Houston Employee Sends Help to Hurricane Sandy Survivors

Volunteers unloading a UPS truck full of Amazon donations to Jersey City Sandy Recovery.

As a child, Direct Energy employee Leah Barton loved visiting New York City, marveling at the hustle and bustle and densely-packed skyscrapers.  After Hurricane Sandy hit, Barton was struck by news of high-rises still without power and heat.  Seniors, children, single moms, and those least able to cope with disaster were trapped on high floors without elevator access, food, or even water as temperatures dropped.

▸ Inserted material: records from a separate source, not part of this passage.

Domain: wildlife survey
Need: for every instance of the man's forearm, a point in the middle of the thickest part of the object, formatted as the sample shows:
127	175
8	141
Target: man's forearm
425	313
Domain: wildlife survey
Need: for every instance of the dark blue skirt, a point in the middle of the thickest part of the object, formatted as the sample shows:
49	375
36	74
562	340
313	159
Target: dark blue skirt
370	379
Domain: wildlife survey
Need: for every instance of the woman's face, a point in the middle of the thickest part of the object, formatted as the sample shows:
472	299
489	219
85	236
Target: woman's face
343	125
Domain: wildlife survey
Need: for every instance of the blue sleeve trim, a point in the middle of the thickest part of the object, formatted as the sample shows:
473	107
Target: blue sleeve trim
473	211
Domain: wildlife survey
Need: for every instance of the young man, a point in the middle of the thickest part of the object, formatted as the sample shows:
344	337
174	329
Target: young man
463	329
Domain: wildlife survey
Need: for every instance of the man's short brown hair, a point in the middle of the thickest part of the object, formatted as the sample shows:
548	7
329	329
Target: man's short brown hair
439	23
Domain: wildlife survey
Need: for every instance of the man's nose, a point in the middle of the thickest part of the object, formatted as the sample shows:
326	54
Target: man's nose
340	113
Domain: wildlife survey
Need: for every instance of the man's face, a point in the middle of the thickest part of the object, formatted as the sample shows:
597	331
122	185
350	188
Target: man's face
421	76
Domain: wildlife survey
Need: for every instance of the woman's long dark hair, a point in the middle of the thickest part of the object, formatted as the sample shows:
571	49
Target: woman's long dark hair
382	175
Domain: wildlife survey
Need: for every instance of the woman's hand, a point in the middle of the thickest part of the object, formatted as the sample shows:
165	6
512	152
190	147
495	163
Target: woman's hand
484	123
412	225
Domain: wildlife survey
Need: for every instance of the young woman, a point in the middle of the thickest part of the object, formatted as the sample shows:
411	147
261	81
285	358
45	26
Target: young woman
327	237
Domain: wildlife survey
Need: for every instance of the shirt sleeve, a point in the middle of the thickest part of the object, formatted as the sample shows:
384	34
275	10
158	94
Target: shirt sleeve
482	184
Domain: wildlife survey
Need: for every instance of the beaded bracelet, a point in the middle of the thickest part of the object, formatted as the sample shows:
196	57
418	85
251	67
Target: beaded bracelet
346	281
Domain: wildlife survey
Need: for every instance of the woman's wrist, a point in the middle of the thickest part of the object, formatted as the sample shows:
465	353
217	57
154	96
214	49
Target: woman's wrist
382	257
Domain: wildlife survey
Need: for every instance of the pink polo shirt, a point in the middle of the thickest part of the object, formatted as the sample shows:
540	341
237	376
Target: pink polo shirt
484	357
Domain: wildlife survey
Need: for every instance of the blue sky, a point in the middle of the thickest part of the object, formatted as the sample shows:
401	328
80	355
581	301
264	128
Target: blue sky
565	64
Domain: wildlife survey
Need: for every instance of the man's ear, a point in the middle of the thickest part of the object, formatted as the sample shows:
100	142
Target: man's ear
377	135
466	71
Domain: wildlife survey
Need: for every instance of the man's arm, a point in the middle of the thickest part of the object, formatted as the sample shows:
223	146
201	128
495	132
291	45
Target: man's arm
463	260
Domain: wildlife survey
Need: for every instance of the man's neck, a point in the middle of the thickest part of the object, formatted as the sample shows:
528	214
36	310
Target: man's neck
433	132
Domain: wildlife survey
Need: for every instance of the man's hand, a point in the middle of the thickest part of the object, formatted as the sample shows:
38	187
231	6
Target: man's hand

New Yorkers sprang into action, with neighbors helping neighbors and former members of the Occupy Wall Street movement reshaping themselves as relief workers in Occupy Sandy. “I was inspired by their direct action,” says Barton.  “I had to do something.”

However, Barton lives in Houston, far from affected areas.  Seeing online appeals for blankets, food, and other basic supplies, she headed to Amazon and stumbled upon the Occupy Sandy “Wedding” Registry, a way for donors to send much-needed items to Brooklyn, NY.  “With Amazon’s extensive inventory and powerful distribution network, the potential was huge,” Barton explains.

Barton saw an opportunity to extend the concept into New Jersey and quickly created the Occupy Sandy NJ Wedding Registry.  Partnering with Jersey City Sandy Recovery, a group of volunteers who had set up operations in the historic Barrow Mansion, she started spreading the word.

Response has been tremendous.  After just over a week, the registry has collected over $100,000 worth of donations including 29,000 diapers, 5,000 batteries, 1,000 toothbrushes, 900 bottles of cleaning supplies, 800 blankets, 200 coats, 30 generators, and more.  “I’ve learned a lot about managing inventory, social media, and disaster response!” exclaims Barton.

To help those in need, click here to donate.  To learn more, visit http://interoccupy.net/occupysandynj/ or follow the continued efforts of @SandyRegistryNJ on Twitter.

Says Barton, “There’s still a long way to go.  Coastal areas are devastated.  Two weeks after the storm, 25% of residents in affected New York City Housing Authority buildings are still without heat.  But we can all do our part.”